McCann has held leading roles in Hairspray, Into the Woods, Les Miserables, and now Ragtime, in which he portrays a character simply known as father, the patriarch of the white, well-educated, upper-class storyline in the suburb of New Rochelle. Father, who sells fireworks and other, as he describes them, ‘accoutrements of patriotism’ to immigrants eager to show their national pride, leaves the comfort of his family for extended periods of time to venture on quests of exploration. After returning from a real-life journey to the North Pole with Admiral Robert Peary, father finds his family dynamic turned upside down in ways he had never imagined.
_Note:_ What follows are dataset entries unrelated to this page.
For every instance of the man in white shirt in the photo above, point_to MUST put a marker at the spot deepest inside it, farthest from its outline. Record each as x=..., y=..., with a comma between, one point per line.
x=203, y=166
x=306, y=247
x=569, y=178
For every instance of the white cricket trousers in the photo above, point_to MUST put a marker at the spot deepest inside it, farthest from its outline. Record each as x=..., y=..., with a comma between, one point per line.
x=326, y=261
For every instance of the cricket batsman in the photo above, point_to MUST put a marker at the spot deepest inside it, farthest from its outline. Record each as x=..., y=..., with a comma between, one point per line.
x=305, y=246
“At first glance he is the one static character in the show, as his one defining characteristic is that he doesn’t want anything to change,” McCann said. “The most challenging thing about playing him is deciding if I’m supposed to be portraying him as unchanging or if I can somehow show that inner confusion and turmoil within him as he tries to keep his perfect life together. He’s not one of the heroes of the story, but at the end he is definitely changed.”
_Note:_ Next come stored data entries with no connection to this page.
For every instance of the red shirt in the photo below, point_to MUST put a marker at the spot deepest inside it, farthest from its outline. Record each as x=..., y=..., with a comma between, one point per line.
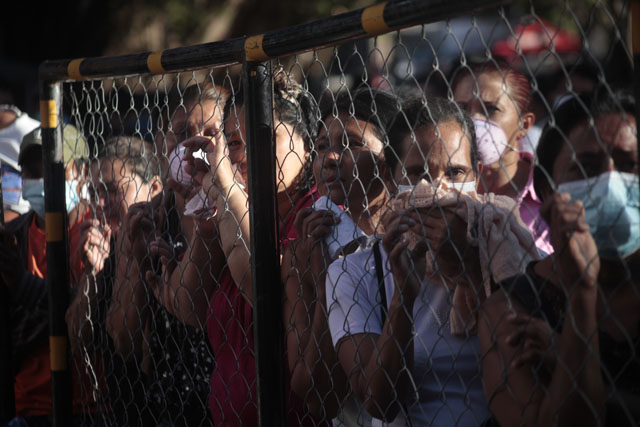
x=233, y=399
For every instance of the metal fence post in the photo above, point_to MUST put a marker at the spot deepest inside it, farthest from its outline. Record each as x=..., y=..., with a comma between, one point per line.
x=265, y=260
x=7, y=397
x=57, y=252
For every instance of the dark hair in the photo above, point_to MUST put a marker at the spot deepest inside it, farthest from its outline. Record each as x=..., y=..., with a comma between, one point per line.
x=134, y=152
x=417, y=114
x=576, y=110
x=515, y=80
x=292, y=104
x=367, y=104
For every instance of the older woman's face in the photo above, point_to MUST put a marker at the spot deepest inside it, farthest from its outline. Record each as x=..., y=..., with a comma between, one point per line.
x=348, y=164
x=489, y=97
x=291, y=154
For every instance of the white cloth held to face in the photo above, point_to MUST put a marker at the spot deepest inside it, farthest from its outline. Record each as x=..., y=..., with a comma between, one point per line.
x=344, y=232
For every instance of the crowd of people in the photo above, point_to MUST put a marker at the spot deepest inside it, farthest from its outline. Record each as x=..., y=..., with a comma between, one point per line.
x=440, y=265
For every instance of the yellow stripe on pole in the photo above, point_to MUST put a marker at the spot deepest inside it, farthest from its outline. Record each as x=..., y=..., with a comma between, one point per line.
x=154, y=62
x=53, y=226
x=48, y=114
x=73, y=69
x=635, y=27
x=58, y=353
x=253, y=51
x=373, y=20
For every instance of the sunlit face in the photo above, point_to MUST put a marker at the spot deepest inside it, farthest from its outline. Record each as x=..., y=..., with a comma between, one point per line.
x=198, y=119
x=291, y=154
x=348, y=164
x=610, y=146
x=435, y=155
x=489, y=97
x=116, y=187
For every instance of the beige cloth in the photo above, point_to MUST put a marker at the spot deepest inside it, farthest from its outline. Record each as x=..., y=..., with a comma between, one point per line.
x=504, y=243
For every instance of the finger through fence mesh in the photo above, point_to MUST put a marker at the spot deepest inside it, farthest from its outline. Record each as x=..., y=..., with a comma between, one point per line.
x=458, y=231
Ragtime is perhaps such an apt show for this year because its timeless themes of race relations and acceptance are particularly topical in the wake of the recent events in Ferguson, Mo. and Staten Island, N.Y., which have again thrust racial issues under the microscope of national attention.

“It’s interesting how it deals with issues that are almost perpetually in the forefront of the American mind,” DesBois said. “The book was written in the 70’s in the wake of the Civil Rights movement, and it’s still completely relevant today.”
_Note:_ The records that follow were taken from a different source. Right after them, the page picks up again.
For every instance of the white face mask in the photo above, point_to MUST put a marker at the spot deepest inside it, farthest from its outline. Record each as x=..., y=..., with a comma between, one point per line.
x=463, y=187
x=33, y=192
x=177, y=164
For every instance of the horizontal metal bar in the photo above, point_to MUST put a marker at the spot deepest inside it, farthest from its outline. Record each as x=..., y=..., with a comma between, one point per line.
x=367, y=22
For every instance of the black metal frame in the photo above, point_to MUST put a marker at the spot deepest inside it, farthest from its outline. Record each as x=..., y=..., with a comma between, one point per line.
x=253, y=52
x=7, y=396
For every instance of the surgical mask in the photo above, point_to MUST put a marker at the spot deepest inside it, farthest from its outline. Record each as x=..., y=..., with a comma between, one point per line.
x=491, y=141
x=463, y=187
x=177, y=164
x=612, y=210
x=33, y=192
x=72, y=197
“I think a really cool, kind of interesting connection is one of the biggest numbers in the show after all of this violence and a great tragedy has occurred and the entire cast sings ‘Till We Reach That Day’ and it’s about this great day in the future where there will be no more violence and there will be equality and justice for everyone,” McCann added. “The thing is, we’re still not there. It’s over 100 years from when this play was set, and we’ve come a long way, but we’re still not there. There’s still a lot of work to be done, and that’s something that strikes home with the entire cast when we sing that song. It’s a beautiful number.”

Both DesBois and McCann have aspirations to enter the performing arts in some capacity when they graduate this spring, and their experiences working on the J-term musical have proved useful in shaping their future plans.

“It’s definitely been a great experience to work on a professional schedule, which is what we’re doing,” DesBois said. “It’s very helpful for gauging whether or not this lifestyle is for me, and I’m finding that I can handle this kind of grueling schedule, which is great.”

Musical theatre is often only popular with a niche audience, but each J-term production has drawn students from all over campus as well as the larger community, and the quality of the musicals continue to amaze.

“We work really hard and we put on great shows,” McCann said. “The reason the Town Hall Theater is able to do so many events is because people in this community love the arts so much. I think it’s popular amongst students because it creates this intense, close community. You spend three weeks, six hours a day with the same people. You build closer friendships in those three weeks than you do in your entire college experience, and I will continue to tell people that it is great and that they should do it because it’s terrific.”

Ragtime opens tonight, Jan. 22 in the Town Hall Theatre at 8 p.m., and will have subsequent shows at 8 p.m. on Friday, Jan. 23 and Monday, Jan 26, with a matinee performance at 2 p.m. on Saturday, Jan. 24. Tickets are sold out for each performance.